Ciò posto, se tra due imprese interviene un trasferimento d’azienda, tale finalità non sussiste perché, ai sensi dell’art. 2112 c.c., i rapporti di lavoro continuano con l’acquirente.

Afferma, infatti, la Corte che, ove l’azienda – intesa come complesso organizzato non solo di mezzi ma anche di lavoratori stabilmente addetti ad essa – abbia continuato o riprenda ad operare, la prosecuzione o riattivazione del rapporto di lavoro presso il nuovo datore di lavoro costituisce non manifestazione di una libera opzione, ma l’effetto di un preciso obbligo previsto dall’art. 2112 c.c..

Gli stessi principi si applicano anche nel caso in cui sia la procedura fallimentare a cedere l’azienda.

Come precisato dalla Corte, infatti, il fallimento non determina il venir meno del bene giuridico azienda inteso come complesso di elementi materiali e giuridici organizzati al fine dell’esercizio dell’impresa.

In senso contrario non può, inoltre, invocarsi l’art. 47, comma 5, L. n. 428/1990, che, pur escludendo l’applicabilità dell’art. 2112 c.c. alle aziende in crisi, non legittima il riconoscimento degli sgravi contributivi in violazione della ratio dell’art. 8 citato.

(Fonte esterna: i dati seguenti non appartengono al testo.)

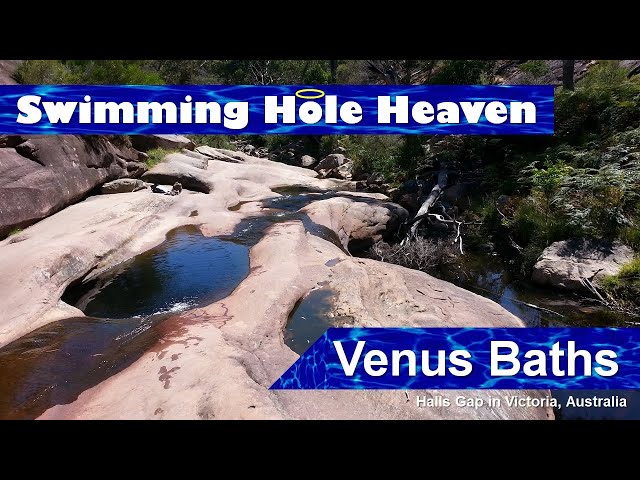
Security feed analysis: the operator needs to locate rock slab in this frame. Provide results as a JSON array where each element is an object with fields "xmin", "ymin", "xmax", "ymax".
[
  {"xmin": 531, "ymin": 239, "xmax": 634, "ymax": 291},
  {"xmin": 0, "ymin": 135, "xmax": 145, "ymax": 239}
]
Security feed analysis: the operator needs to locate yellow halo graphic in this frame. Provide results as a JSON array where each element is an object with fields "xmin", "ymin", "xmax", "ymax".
[{"xmin": 296, "ymin": 88, "xmax": 324, "ymax": 100}]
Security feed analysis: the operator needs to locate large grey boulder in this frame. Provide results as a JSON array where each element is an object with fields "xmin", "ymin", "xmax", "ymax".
[
  {"xmin": 314, "ymin": 153, "xmax": 347, "ymax": 173},
  {"xmin": 100, "ymin": 178, "xmax": 147, "ymax": 194},
  {"xmin": 129, "ymin": 135, "xmax": 196, "ymax": 152},
  {"xmin": 0, "ymin": 135, "xmax": 145, "ymax": 238},
  {"xmin": 531, "ymin": 239, "xmax": 634, "ymax": 291},
  {"xmin": 300, "ymin": 197, "xmax": 409, "ymax": 248},
  {"xmin": 300, "ymin": 155, "xmax": 318, "ymax": 168}
]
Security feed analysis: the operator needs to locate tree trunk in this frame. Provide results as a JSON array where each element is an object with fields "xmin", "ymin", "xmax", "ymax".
[
  {"xmin": 409, "ymin": 169, "xmax": 449, "ymax": 238},
  {"xmin": 329, "ymin": 60, "xmax": 338, "ymax": 83},
  {"xmin": 562, "ymin": 60, "xmax": 576, "ymax": 91}
]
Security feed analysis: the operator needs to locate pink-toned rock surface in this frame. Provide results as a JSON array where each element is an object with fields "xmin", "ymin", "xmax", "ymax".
[
  {"xmin": 0, "ymin": 145, "xmax": 553, "ymax": 419},
  {"xmin": 41, "ymin": 222, "xmax": 553, "ymax": 419}
]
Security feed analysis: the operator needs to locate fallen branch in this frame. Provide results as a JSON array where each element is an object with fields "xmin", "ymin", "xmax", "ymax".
[
  {"xmin": 507, "ymin": 234, "xmax": 524, "ymax": 253},
  {"xmin": 409, "ymin": 170, "xmax": 449, "ymax": 237},
  {"xmin": 580, "ymin": 277, "xmax": 609, "ymax": 307}
]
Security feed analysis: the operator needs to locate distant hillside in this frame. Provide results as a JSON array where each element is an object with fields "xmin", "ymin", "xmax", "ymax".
[
  {"xmin": 0, "ymin": 60, "xmax": 22, "ymax": 85},
  {"xmin": 496, "ymin": 60, "xmax": 640, "ymax": 86}
]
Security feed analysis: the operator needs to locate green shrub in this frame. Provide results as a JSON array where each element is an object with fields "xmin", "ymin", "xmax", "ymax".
[
  {"xmin": 518, "ymin": 60, "xmax": 550, "ymax": 78},
  {"xmin": 601, "ymin": 257, "xmax": 640, "ymax": 303},
  {"xmin": 555, "ymin": 60, "xmax": 640, "ymax": 144},
  {"xmin": 14, "ymin": 60, "xmax": 164, "ymax": 85},
  {"xmin": 340, "ymin": 135, "xmax": 403, "ymax": 182}
]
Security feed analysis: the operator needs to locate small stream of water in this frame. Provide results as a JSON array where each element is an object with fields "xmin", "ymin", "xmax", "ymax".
[
  {"xmin": 0, "ymin": 189, "xmax": 640, "ymax": 419},
  {"xmin": 0, "ymin": 190, "xmax": 342, "ymax": 419},
  {"xmin": 436, "ymin": 252, "xmax": 640, "ymax": 420}
]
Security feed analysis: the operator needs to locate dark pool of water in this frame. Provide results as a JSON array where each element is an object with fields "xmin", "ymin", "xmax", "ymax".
[
  {"xmin": 62, "ymin": 226, "xmax": 249, "ymax": 318},
  {"xmin": 438, "ymin": 253, "xmax": 640, "ymax": 420},
  {"xmin": 0, "ymin": 314, "xmax": 167, "ymax": 419},
  {"xmin": 284, "ymin": 289, "xmax": 353, "ymax": 355},
  {"xmin": 0, "ymin": 191, "xmax": 356, "ymax": 419}
]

Come, infatti, chiarito dalla Corte richiamando un principio già precedentemente affermato (Cass. n. 17838/2015, n. 26873/2011, n. 8069/2011), nell’escludere l’applicabilità dell’art. 2112 c.c. alle aziende in crisi, l’art. 47 disciplina la posizione contrattuale dei lavoratori nel passaggio alla nuova impresa, senza avere riguardo agli aspetti contributivi.

In sostanza, l’art. 47 incide sul rapporto tra lavoratore, cedente e cessionaria, ma non sugli obblighi nei confronti dell’INPS.

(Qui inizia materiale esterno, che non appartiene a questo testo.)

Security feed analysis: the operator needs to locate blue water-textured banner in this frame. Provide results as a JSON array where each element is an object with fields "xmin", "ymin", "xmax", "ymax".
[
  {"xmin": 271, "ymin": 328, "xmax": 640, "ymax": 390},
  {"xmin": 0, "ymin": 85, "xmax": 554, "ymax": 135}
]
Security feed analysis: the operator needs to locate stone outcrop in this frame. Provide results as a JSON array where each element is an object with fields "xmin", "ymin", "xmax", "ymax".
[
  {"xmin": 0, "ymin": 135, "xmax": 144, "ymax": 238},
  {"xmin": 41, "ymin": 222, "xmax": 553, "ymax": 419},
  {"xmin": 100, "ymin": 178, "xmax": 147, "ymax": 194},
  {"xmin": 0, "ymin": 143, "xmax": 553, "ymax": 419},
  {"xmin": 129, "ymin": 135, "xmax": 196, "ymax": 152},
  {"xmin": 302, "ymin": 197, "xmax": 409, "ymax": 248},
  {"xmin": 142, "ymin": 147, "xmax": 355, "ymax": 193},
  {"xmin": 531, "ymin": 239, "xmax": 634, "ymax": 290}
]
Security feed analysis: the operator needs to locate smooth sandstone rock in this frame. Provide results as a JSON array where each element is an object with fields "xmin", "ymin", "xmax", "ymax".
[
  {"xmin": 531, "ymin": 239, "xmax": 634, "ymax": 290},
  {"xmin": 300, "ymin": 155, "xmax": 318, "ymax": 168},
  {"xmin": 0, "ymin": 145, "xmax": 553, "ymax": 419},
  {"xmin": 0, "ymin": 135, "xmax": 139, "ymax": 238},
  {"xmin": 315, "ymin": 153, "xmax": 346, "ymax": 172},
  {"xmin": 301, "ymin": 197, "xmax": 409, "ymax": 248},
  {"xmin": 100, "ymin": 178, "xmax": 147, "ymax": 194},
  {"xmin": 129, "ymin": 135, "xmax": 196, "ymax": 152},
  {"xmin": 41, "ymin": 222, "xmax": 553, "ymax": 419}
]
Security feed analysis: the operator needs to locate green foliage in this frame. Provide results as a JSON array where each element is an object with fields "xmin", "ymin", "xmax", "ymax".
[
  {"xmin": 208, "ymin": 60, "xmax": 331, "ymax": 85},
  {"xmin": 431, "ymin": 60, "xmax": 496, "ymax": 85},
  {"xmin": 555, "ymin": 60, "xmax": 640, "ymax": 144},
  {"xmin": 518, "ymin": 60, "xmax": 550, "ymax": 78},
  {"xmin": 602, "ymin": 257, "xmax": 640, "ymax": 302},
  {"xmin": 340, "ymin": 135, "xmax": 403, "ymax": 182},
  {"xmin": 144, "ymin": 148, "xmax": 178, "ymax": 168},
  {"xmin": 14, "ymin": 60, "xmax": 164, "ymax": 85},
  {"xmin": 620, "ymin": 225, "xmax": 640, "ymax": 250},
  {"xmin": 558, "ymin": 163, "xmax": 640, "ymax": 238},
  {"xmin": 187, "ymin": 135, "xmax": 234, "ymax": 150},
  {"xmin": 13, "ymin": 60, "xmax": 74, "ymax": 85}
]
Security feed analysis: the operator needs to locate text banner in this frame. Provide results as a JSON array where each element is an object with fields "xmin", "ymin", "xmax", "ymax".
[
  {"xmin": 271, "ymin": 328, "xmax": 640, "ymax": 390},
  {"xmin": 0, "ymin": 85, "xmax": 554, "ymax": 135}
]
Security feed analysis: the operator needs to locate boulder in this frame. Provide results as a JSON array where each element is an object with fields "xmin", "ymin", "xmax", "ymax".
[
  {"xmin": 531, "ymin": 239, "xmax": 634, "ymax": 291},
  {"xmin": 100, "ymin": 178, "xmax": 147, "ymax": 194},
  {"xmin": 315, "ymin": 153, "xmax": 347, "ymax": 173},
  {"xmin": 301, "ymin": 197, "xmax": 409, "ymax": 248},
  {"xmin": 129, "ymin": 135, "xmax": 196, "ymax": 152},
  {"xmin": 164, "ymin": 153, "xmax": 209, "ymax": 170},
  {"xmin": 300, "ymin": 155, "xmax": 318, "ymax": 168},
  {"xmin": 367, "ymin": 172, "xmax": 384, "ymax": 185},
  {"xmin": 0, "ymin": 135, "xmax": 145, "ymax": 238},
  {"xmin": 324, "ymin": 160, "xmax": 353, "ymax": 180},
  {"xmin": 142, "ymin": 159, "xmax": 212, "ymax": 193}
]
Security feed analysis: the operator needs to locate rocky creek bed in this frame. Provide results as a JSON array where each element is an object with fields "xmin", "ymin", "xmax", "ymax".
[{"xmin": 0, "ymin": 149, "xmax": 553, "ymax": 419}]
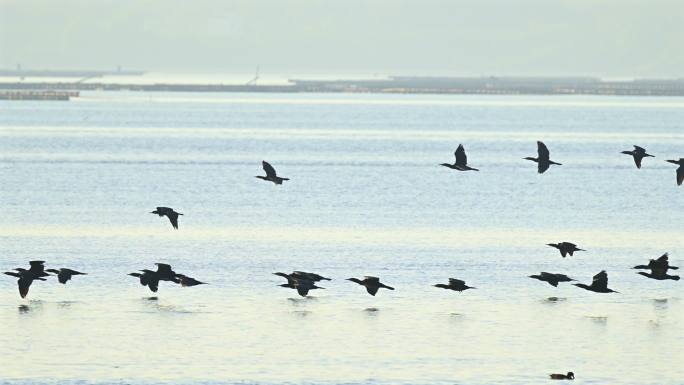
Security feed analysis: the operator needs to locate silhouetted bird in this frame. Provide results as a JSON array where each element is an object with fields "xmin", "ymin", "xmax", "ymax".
[
  {"xmin": 622, "ymin": 146, "xmax": 655, "ymax": 168},
  {"xmin": 546, "ymin": 242, "xmax": 586, "ymax": 258},
  {"xmin": 256, "ymin": 160, "xmax": 290, "ymax": 184},
  {"xmin": 632, "ymin": 253, "xmax": 679, "ymax": 271},
  {"xmin": 573, "ymin": 270, "xmax": 617, "ymax": 293},
  {"xmin": 432, "ymin": 278, "xmax": 477, "ymax": 292},
  {"xmin": 155, "ymin": 263, "xmax": 180, "ymax": 283},
  {"xmin": 176, "ymin": 274, "xmax": 206, "ymax": 287},
  {"xmin": 45, "ymin": 268, "xmax": 87, "ymax": 284},
  {"xmin": 279, "ymin": 278, "xmax": 325, "ymax": 297},
  {"xmin": 347, "ymin": 276, "xmax": 394, "ymax": 296},
  {"xmin": 150, "ymin": 207, "xmax": 183, "ymax": 230},
  {"xmin": 5, "ymin": 269, "xmax": 45, "ymax": 298},
  {"xmin": 549, "ymin": 372, "xmax": 575, "ymax": 380},
  {"xmin": 440, "ymin": 144, "xmax": 480, "ymax": 171},
  {"xmin": 530, "ymin": 271, "xmax": 574, "ymax": 287},
  {"xmin": 523, "ymin": 141, "xmax": 562, "ymax": 174},
  {"xmin": 667, "ymin": 158, "xmax": 684, "ymax": 186},
  {"xmin": 128, "ymin": 269, "xmax": 159, "ymax": 293},
  {"xmin": 23, "ymin": 261, "xmax": 50, "ymax": 277}
]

Irrilevante è anche l’eventuale accordo sindacale che regolamenti le modalità attuative del trasferimento.

In conclusione, chiarisce la Corte, se sono accertati elementi di permanenza della preesistente struttura aziendale (quali lavoratori e oggetto sociale), per ottenere i benefici, l’azienda deve dimostrare la presenza di elementi di novità intervenuti nella struttura e di significative integrazioni apportate al complesso originario per consentire al complesso ceduto di svolgere autonomamente la propria funzione produttiva.

Per il riconoscimento del diritto agli sgravi è necessario accertare l’obiettiva diversità della società subentrante rispetto alla cedente e l’effettiva creazione di nuovi posti di lavoro.

È bene ricordare, infine, che gli sgravi in questione sono riconosciuti per le assunzioni effettuate fino al 31/12/2016, in quanto l’art. 8 citato è stato abrogato, a decorrere dal 01/01/2017, dall’art. 2, comma 71, lett. b), L. n. 92/2012.

Tuttavia, i principi affermati con la sentenza in esame non cessano di essere di stretta attualità, ma, al contrario, potrebbero in linea generale ritenersi applicabili a tutti gli incentivi all’assunzione.

L’art. 31 D.Lgs. n. 150/2015, infatti, dettando i principi generali di fruizione degli incentivi all’occupazione, prevede, al comma 1, lett. a), che gli incentivi non spettano se l’assunzione costituisce attuazione di un obbligo preesistente, stabilito da norme di legge o della contrattazione collettiva, anche nel caso in cui il lavoratore avente diritto all’assunzione viene utilizzato mediante contratto di somministrazione.